In one scene of Boss, a melancholic and pained Mithun Chakraborty struggles with his crutch, looks pensively towards the camera and says, “Ghaav to wo bharte hai jo shareer pe lage ho. Ye ghaav to mere aatma pe laga hai.” (“Only physical wounds can heal. These wounds are upon my soul.”)
It’s a meta line because it perfectly encapsulates the effect that Boss has on the viewer. It hurts your soul.
Starring Akshay Kumar from Rowdy Rathore, Akshay Kumar from Khiladi 786 and Akshay Kumar from OUATIMB, Boss is one of the most shoddily-directed, pathetically-written and mind numbingly insipid expenditures of two and a half hours that you'll have subjected yourself to this year.
The film is a remake of the Malayalam movie Pokkiri Raja and seems to have been rushed into production the second Simbly South remakes like Rowdy Rathore scored box office platinum. It is shamelessly mediocre cinematic swill posing as masala entertainment.
Hired to create this masterpiece is Mr Anthony D’Souza, the filmmaker who gave us Blue along with the writer duo of Farhad-Sajid. I could end this review right here because that’s all you need to know about the lazy, unfunny awfulness of Boss, but since I love cinema, brace yourself for a meticulous and analytical plot synopsis.
Akshay Kumar upturns a red mirchi cart in slow motion, then Akshay Kumar swirls road dirt with his feet in slow motion, then Akshay Kumar does the jig at a couple of discotheques while trying to reunite with his estranged dad, and finally Akshay Kumar jumps screaming out of a pond in slow motion. There’s your plot. Dammit, I'm moaning about the lack of a plot while writing about an Akshay Kumar film titled Boss – look at my effrontery.

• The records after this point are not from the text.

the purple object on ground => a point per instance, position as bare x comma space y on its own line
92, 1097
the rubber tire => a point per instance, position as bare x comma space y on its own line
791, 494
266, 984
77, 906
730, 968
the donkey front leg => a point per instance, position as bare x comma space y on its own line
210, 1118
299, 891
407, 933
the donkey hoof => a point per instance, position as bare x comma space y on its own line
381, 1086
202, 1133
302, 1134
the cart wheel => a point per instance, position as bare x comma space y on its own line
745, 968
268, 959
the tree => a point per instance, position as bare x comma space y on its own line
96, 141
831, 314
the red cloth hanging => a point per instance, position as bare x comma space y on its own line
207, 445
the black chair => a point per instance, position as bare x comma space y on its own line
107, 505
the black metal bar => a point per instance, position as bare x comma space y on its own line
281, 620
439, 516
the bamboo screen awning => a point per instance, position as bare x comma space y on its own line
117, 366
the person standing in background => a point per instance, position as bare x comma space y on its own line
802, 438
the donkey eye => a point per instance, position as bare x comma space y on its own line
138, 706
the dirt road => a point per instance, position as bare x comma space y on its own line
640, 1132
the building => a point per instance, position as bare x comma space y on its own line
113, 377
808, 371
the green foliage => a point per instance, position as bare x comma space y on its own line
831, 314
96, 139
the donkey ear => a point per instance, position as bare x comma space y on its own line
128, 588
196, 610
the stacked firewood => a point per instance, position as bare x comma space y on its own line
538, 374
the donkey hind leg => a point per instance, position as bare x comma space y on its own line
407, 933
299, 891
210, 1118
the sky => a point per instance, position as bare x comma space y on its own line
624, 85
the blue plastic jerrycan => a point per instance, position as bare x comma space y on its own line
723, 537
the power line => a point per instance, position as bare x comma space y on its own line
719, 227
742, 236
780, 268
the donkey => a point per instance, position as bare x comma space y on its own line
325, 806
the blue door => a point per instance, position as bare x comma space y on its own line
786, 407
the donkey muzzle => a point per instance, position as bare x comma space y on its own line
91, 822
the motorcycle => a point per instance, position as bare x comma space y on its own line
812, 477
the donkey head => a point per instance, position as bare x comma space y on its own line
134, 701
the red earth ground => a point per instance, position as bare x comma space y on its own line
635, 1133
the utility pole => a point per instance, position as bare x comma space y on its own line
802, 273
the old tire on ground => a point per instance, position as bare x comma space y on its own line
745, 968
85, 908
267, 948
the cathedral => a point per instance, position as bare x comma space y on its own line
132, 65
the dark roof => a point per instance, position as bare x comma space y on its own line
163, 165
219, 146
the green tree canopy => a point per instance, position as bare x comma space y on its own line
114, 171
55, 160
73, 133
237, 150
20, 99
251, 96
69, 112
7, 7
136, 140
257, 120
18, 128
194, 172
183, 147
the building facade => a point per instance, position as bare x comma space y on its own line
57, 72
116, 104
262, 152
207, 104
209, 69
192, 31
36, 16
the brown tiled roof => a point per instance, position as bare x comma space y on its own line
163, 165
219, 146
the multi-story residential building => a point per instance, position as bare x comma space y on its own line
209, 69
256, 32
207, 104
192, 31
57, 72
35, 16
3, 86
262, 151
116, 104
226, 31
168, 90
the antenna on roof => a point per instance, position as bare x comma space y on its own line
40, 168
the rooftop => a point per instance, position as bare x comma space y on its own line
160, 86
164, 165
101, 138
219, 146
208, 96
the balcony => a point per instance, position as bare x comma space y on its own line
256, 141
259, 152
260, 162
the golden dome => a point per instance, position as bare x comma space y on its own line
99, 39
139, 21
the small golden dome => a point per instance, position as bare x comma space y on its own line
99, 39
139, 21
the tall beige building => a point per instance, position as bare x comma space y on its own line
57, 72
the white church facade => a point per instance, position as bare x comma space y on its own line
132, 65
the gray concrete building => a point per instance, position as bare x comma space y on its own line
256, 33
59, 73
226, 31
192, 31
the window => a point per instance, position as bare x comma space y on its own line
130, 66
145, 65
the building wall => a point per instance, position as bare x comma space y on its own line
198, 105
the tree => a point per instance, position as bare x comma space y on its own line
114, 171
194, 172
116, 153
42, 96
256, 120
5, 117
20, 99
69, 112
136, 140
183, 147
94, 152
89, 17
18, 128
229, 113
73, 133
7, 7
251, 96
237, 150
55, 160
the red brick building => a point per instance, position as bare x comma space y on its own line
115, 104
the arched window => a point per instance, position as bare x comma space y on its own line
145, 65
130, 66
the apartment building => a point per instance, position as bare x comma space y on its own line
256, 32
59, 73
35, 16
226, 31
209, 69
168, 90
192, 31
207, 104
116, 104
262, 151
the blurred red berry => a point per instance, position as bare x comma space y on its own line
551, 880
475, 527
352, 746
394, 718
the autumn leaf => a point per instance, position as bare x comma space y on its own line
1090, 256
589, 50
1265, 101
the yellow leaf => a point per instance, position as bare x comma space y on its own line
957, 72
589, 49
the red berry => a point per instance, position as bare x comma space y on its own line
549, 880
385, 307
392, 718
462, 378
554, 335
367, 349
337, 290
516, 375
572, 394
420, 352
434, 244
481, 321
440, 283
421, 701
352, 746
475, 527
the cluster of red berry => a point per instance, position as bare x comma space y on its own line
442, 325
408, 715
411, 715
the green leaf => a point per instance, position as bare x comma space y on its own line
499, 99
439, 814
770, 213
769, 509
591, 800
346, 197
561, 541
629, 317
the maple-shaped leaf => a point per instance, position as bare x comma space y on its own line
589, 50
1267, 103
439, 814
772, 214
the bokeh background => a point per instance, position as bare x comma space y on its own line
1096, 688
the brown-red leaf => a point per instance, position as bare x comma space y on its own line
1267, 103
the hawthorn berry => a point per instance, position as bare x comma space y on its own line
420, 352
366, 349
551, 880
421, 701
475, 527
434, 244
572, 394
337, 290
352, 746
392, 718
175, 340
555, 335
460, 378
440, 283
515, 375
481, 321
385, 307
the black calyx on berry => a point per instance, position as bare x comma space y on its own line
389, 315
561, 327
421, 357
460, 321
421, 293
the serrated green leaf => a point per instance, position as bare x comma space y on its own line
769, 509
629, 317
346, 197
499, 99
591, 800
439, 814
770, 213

Kumar's performance transcends campy and fun into Hellraiser’s fourth dimension of grotesque and horrific torture. It’s not that Kumar can’t do comedy – he was terrific in Hera Pheri. If only he’d return to doing well-written comedies instead of bile like this.
Bottom line: Boss expects you to laugh in the face of amazing stupidity. The jokes would struggle to make a guy attached to a nitrous oxide cylinder budge a facial muscle. The highlight of the film is a joke where Boss saves a woman and bestows his brotherly affection towards her by naming his truck ‘Behen ki lorry’. Seriously, I wonder how a human being would fund this sort of humour. Maybe the producers would pay me if I point and laugh uncontrollably at the first name of the film’s action director: Anal Arasu.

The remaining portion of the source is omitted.